Is anyone else as furious about the whites appropriating yet another part of indigenous and other people of colour’s cultures, and making the rest of the world believe that it came from them? And now, they walk around as moral authorities, trying to get the rest of the world to be as “open and accepting” as them.
They do this in the UN, trying to make the whole world make queer issues human rights issues. And though that is something the world should do, white countries, western countries being the leaders of that argument is aggravating, and it’s whitewashing (emphasis on “white) over the hand those same countries played in making others more conservative.
As a counseling student, something I’ve come across often is the concept of generational trauma. It’s something I discuss with my clients of colour (a phrase which depicts a whole other level of colonization) constantly. We talk about what triggers it for them, how it plays out in their daily lives, how it impacts their identities. What is colonization if not collective generational trauma? What is this idealization of white people if not trauma bonding? Having the world look at America, Canada, and even the freaking UK being seen as “developed nations”, as leaders in anything connecting to queerness or transness, is making a complete mockery of the generational trauma which they instilled into the minds of billions.
What Is Colonization If Not Collective Generational Trauma?
I see my generational trauma play out in so covert many ways daily. There are probably a million more ways I don’t see it, but it still exists. But recently, I’ve been feeling the pain of it more, feeling the rage growing from it more. I have this deep sorrow about not knowing so much of my history, a deeper sorrow about how much of it has been lost.
I also feel regret that I speak the language of my colonizers better than I do my mother tongue; that as a dancer, I held western dances in higher standards than Indian ones, giving the latter up to pursue the former. And a thousand other small things. I don’t know what to do with that rage and grief. It’s just there.

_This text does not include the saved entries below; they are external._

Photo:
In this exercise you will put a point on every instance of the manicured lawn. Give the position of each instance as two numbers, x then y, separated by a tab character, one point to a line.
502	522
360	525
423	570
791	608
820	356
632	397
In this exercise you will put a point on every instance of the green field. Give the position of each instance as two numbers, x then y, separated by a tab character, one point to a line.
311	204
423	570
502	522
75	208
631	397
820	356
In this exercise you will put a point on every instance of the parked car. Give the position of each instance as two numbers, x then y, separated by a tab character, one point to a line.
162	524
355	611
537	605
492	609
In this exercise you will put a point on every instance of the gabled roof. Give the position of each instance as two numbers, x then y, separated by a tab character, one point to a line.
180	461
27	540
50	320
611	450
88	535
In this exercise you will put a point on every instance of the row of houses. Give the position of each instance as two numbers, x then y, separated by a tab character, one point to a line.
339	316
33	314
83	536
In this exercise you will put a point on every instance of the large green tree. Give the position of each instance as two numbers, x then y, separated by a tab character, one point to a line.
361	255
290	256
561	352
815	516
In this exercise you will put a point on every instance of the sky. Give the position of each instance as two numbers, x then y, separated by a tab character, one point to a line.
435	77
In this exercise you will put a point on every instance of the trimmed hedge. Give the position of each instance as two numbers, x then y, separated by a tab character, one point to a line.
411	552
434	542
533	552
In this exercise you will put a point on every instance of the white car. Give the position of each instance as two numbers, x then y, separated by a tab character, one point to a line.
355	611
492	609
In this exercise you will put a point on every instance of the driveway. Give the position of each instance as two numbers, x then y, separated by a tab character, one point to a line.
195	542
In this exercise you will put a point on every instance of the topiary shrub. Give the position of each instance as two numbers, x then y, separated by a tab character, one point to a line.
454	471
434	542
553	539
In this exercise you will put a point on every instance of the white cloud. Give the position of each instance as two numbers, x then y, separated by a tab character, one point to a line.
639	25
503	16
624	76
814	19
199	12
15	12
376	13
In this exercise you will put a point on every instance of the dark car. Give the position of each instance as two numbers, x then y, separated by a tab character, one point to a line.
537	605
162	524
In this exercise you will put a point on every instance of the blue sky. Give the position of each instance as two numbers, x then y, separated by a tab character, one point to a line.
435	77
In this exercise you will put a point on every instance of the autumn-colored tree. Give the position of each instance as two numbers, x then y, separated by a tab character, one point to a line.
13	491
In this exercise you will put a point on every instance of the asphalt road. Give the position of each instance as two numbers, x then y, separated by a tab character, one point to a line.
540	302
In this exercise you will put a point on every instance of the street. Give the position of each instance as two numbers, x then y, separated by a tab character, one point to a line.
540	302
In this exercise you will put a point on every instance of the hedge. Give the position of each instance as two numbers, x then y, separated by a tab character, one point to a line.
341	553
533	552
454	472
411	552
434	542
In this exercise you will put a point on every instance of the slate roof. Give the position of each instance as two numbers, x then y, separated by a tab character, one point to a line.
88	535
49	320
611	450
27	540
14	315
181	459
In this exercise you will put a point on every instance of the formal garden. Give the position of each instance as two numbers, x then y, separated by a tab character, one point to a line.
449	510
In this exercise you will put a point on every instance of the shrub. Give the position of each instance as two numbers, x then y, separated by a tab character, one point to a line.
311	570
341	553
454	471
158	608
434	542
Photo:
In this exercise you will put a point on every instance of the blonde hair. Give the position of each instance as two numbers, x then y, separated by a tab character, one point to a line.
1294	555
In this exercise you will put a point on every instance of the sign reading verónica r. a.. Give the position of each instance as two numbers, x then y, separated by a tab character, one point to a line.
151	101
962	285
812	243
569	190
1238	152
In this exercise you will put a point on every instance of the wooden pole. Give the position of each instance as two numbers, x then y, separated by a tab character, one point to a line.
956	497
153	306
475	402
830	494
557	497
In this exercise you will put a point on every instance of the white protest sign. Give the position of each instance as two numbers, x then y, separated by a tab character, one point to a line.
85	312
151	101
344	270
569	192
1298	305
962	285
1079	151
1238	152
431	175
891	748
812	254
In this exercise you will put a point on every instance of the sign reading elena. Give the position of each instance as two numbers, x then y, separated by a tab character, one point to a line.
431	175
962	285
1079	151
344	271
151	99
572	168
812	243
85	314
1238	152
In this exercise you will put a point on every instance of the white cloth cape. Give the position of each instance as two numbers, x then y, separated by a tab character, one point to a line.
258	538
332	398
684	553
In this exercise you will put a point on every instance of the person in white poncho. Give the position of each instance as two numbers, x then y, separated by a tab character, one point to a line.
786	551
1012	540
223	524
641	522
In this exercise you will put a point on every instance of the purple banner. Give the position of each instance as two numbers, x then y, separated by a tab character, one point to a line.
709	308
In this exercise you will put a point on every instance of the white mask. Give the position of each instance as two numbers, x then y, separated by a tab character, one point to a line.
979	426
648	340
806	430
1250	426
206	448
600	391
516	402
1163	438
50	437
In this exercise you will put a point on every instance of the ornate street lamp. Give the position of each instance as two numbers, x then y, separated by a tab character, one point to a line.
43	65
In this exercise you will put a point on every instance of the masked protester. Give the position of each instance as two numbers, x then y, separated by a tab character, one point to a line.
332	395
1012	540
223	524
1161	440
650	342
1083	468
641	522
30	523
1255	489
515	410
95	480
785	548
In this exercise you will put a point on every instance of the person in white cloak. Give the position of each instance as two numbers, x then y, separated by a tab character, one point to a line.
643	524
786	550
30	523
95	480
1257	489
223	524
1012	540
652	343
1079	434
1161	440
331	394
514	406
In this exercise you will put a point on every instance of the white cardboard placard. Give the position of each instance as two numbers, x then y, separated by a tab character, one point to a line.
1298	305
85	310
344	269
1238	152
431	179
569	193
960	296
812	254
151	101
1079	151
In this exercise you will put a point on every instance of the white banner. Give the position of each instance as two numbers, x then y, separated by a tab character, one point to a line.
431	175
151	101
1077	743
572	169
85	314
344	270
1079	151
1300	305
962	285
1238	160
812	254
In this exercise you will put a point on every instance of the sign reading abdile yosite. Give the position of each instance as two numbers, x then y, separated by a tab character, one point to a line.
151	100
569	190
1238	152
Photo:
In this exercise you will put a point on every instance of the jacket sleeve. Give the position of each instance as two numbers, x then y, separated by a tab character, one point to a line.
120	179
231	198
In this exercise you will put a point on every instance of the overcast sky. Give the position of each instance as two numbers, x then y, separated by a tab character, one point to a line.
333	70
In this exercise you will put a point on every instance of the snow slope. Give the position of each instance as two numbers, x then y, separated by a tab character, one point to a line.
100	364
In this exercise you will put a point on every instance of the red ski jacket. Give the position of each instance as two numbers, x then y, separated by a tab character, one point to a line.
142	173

I wonder how we would have been if we hadn’t been colonized at all, without all this generational trauma suffocating us. Would we have been leading the charge to make these ‘developed’ countries, these white countries more accepting and inclusive?
To be more colourful, opening their eyes to what humanity could look like if only they weren’t trying so hard to enforce a single norm onto everyone? Would we be teaching them how to be better, rather just falling to the 200+ years of training we got in believing that white people are better than us?
I wonder how I would have been if I had grown up in an India which at least remembered its roots. What would my gender have looked like? My sexuality? My relationships with other Indians, with people of different ethnicities? I also wonder about how who I am today would have been treated in an India which remembered its roots. How would it be different? How much more open would I be and with whom?
What would we look like if we were to start acknowledging our collective generational trauma? Would families be more accepting of their queer or trans children if they were to realize that the society which shuns them is who’ve forgotten their roots, not those children? What would India and Indians look like in a world where we work through our collective generational trauma?